By all means, practice with your hands, you may, in time, come to prefer the ‘feel’ you get playing this way.
You will find the with the smaller tongue drums, mallets are the best way to play given the limited space of the note on the drum. Combining strength and accuracy well on the smaller ones can be tricky, whereas, as you may have seen in the video above when playing the largest of instruments, the fingers and hands work well
How much should I spend my first tongue drum?
How much you spend on your first tongue drum may be dictated by a number of factors including, your own budget of course, but also if you are buying this type of instrument for the first time. It may be for a child, or for a meditative group or just for personal hobby playing.
To an extent the age-old rule of you get what you pay for will apply, but you should not get a bad instrument if spending around $100 upwards.
There are some cheaper, smaller instruments on the market. For children or for fun, they are OK. Anything below $50 is going to fall into this range. But there is nothing wrong with buying a cheaper instrument to begin with, just don’t expect to be able to reproduce some of the sounds you may have heard when researching YouTube videos. These will in most cases be better quality instruments being showcased.
Tongue Drum Lessons
It is possible to get some lessons for learning to play the tongue drum for beginners. There are a number of ways you can do this. You can watch some YouTube videos as a starting point, or make a small investment in a dedicated tongue drum playing course from Master The Handpan.
If looking to go down the video course route, I would highly recommend this essentials beginners course. it is quite inexpensive, but contains dozens of easy to follow video lessons, which you can watch and practice with. marking off each as you complete it, but being able to go back, revisit and master each as you progress.
For more information take a look at the Learn to play tongue drum page, where I go into more detail into the starting point, what to concentrate on, and advise on how to progress into a great tongue drum player, for whatever use you are putting yours to.

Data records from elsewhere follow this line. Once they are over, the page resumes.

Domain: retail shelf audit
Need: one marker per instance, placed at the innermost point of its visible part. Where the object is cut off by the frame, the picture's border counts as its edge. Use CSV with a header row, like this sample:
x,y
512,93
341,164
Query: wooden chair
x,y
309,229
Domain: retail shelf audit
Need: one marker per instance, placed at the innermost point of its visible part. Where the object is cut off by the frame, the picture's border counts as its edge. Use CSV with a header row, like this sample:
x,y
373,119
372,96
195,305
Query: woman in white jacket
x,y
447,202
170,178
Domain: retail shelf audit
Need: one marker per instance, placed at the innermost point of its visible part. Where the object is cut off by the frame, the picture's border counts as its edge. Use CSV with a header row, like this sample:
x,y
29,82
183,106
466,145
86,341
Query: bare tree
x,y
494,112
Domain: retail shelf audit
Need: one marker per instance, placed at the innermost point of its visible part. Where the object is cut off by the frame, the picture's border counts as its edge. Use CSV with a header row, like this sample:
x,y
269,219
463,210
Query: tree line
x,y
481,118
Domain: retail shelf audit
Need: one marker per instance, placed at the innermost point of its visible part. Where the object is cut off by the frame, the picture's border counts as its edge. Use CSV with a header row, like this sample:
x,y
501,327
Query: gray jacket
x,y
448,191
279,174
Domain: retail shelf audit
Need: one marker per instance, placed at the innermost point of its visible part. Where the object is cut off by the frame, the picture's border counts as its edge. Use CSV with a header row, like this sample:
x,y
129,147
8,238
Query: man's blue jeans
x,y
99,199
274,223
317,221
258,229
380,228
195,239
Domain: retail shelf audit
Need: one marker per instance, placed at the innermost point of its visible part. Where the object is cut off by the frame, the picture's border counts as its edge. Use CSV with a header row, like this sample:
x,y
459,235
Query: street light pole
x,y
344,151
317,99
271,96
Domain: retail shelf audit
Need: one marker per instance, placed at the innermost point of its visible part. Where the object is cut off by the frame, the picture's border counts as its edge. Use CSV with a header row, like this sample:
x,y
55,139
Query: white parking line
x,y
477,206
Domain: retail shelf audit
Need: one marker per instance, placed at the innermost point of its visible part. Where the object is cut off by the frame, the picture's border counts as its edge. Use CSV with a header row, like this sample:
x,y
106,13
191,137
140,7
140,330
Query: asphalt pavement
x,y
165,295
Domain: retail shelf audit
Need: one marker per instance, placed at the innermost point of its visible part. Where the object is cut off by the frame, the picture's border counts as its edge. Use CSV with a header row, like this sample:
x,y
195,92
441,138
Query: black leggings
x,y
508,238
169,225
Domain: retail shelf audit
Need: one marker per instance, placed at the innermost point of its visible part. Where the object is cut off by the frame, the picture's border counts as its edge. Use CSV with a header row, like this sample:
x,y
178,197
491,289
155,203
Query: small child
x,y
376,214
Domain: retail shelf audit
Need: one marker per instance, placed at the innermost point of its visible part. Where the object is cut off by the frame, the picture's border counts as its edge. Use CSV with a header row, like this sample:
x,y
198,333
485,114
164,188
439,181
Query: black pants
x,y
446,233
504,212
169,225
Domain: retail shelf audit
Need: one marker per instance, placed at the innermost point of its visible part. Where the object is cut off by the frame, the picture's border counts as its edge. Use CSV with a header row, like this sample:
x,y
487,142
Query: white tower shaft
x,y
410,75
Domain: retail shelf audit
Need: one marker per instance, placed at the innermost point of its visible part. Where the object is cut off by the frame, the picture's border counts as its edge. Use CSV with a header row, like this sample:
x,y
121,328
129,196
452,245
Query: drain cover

Best Tongue Drums for Beginners
Idiopan Lunabell 8-Inch Tunable
The beauty of the Idiopan Lunabell 8-inch is the fact that it is tunable. In so much as you can change the notes and the scale.
It might be argued that this is not the best looking of tongue drums, with its long and thin tongues but the sound that this instrument produces can not be dismissed.
The Lunabell is tuned to A Major, it is a really bright sound, and being a Major scale, for me, it exudes happiness and joyous feeling. Not only for those that can here but you as the player too.
Take a look at the video below. You can hear the scale clearly [headphones are best]. Note also the video shows the tongue drum being played with the thumbs. The sound with mallets would be brighter still, but you’ll also notice that the sound is bright without being piercing.
Yinama – 11 Notes 10 inches
With this instrument, you have a larger diameter of 12inches making it still portable but larger than the other two recommendations on the page. It is a mid-range price of the three, however, and you get 11 tongues [notes] providing a wider range of options for your playing.
What I like about this choice for beginners is that it comes in a full package with
- Music Book
- Note Stickers
“OcarinaWind” 5.5 inches C Major
The smallest of the tongue drums recommended on this page, this would be the budget choice or a good instrument for kids.
I especially like this one for children as an alternative to the multicolored metal xylophone/glockenspiels that you always see. I feel this tongue drum is a really good introduction to percussion instruments.
8 tongues on this drum, tuned to my favorite scale of C Major, provide a super-portable instrument you can take anywhere with you, in the bag supplied in the package.